Tort Law Research Group’s Travels in Australia

TLRG members in Australia

(l-r) Professors Chamberlain, Neyers & Sinel

Three members of Western Law’s Tort Law Research Group, Jason Neyers, Erika Chamberlain, and Zoë Sinel, made the cross-world trek this December to Australia.

In Brisbane, Professors Chamberlain and Sinel each presented papers at Private Law in the 21st Century, a conference hosted by the University of Queensland. The conference provided a forum in which legal scholars could address the key questions and challenges that private law is likely to face, nationally and internationally in the modern world.

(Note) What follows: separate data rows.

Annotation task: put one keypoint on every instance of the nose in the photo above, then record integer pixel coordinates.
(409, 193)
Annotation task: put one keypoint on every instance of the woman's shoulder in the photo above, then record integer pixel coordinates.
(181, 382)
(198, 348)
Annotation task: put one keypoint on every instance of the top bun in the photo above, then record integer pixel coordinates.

Professor Chamberlain presented “Snooping: how should damages be assessed for harmless breaches of privacy?” which examined the “conventional” damages award set out in the 2012 Ontario Court of Appeal decision in Jones v Tsige. The paper explored the possible justifications for damages in cases where the defendant intrudes on the plaintiff’s private affairs but does not disclose or otherwise misuse the information. Possible justifications include vindication, deterrence, the causation of emotional distress, and interference with autonomy. Chamberlain concluded that the last of these justifications is the most consistent with privacy legislation and the availability of damages for other harmless torts, and provides the most convincing basis on which to calculate damages for these claims.

Professor Sinel, in a paper co-written with Professor Anne Schuurman, a colleague from the University of Western Ontario’s English Department, addressed the complicated role that emotions play in tort law. In particular, their paper, “Matter over Mind: Tort Law’s Treatment of Emotional Injury,” examined tort law’s prioritization of physical over emotional harm and the challenges that recent advances in neuroscience might pose for tort law’s differential treatment of the two. Ultimately, Sinel and Schuurman concluded that tort law’s orthodox rules are correct, but that they require a new justification. Contrary to leading tort scholars, it is not the case that tort law protects our emotional well-being less than our physical well-being because the former is more under our control than the latter; rather, tort law’s weaker safeguarding of emotional interests reflects its overarching commitment to the equal freedom of defendants and plaintiffs. To place a defendant under a legal obligation not to harm others emotionally that is equivalent to the obligation not to harm others physically places an unjustifiable limit on his/her ability to act in the world.

Professor Jason Neyers also attended the conference in Brisbane. He later traveled south along the coast to Sydney to attend Contracts in Commercial Law, 2015, an international conference hosted by the University of New South Wales.